Pourquoi ces auteurs ont-ils choisi l’anglais ? Est-ce par passion pour cette langue ou par pragmatisme, pour toucher un vaste public et espérer des droits d’auteur plus conséquents ? C’est plutôt en raison du milieu dans lequel ils baignent, en Angleterre, au Canada ou aux États-Unis où ils ont vécu, étudié et travaillé, que le choix de ces écrivains libanais s’est tout naturellement porté sur l’anglais. Ils n’ont pas écrit contre l’arabe ou le français, ils ont choisi l’anglais parce qu’ils pratiquent cette langue au quotidien et qu’elle leur est devenue familière. Influencé par son environnement et désireux d’être lu à Boston et à New York où il vivait, Gibran n’a-t-il pas, après avoir écrit en arabe, opté en 1918 pour l’anglais en publiant The Madman chez Alfred Knopf ?

Le succès de ces quatre « golden boys » est assurément bénéfique pour la culture libanaise qui gagne en visibilité et s’enrichit d’auteurs nouveaux qui s’expriment en anglais, preuve de l’attachement du Liban au trilinguisme qui a toujours fait sa singularité.
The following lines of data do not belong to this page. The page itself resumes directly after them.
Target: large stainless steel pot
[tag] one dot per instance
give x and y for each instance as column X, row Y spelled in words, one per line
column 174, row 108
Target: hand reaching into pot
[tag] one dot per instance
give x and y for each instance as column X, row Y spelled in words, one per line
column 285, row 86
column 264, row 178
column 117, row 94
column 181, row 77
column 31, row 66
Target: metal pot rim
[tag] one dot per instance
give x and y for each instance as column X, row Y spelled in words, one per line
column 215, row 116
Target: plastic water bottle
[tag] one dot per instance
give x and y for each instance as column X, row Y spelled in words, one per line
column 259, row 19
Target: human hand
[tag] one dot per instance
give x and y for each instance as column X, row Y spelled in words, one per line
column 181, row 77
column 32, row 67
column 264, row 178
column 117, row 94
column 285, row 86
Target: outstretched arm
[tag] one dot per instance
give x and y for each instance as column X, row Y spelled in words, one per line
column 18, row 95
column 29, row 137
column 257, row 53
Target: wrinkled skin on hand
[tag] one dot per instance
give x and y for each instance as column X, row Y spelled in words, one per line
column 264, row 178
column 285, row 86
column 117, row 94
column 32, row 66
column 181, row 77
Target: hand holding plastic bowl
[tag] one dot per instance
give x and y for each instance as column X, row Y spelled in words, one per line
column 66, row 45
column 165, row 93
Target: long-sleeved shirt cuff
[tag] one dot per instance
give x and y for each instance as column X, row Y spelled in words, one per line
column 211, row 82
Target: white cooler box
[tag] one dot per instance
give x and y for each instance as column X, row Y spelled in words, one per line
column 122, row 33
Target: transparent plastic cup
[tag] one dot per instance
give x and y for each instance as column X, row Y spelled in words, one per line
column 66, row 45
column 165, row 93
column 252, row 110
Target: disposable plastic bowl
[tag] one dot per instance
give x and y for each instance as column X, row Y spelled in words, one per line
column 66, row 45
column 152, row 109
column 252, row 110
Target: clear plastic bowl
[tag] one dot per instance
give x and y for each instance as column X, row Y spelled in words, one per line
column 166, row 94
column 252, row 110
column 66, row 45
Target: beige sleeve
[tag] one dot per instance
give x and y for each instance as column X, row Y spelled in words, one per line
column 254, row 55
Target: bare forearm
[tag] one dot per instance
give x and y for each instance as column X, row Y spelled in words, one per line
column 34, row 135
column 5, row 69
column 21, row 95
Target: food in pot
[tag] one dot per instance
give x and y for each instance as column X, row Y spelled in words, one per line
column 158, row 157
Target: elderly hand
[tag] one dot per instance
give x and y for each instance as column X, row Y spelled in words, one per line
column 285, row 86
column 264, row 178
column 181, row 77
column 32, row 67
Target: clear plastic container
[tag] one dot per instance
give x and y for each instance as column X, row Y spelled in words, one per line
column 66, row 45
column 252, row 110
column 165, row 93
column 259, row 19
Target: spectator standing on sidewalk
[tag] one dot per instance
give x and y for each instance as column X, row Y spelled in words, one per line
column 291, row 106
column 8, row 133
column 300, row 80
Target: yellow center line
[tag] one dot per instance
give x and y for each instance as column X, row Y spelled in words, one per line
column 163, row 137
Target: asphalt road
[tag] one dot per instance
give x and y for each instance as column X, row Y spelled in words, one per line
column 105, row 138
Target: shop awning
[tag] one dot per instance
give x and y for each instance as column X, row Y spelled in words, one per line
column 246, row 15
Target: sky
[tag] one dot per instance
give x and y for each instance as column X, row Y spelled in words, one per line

Mais il faut espérer que la réussite de ces écrivains ne détourne pas nos futurs auteurs de l’écriture en arabe ou en français. Yann Queffélec raconte qu’un romancier américain connu lui aurait dit un jour : « Tu devrais écrire tes livres en anglais : tu serais plus célèbre et gagnerais dix fois plus d’argent ! » Ce que ce romancier américain semble avoir oublié, c’est que le choix d’une langue est une question d’amour, pas d’opportunisme…

 
 
D.R.
Désireux d’être lu à Boston et à New York, Gibran n’a-t-il pas, après avoir écrit en arabe, opté en 1918 pour l’anglais ?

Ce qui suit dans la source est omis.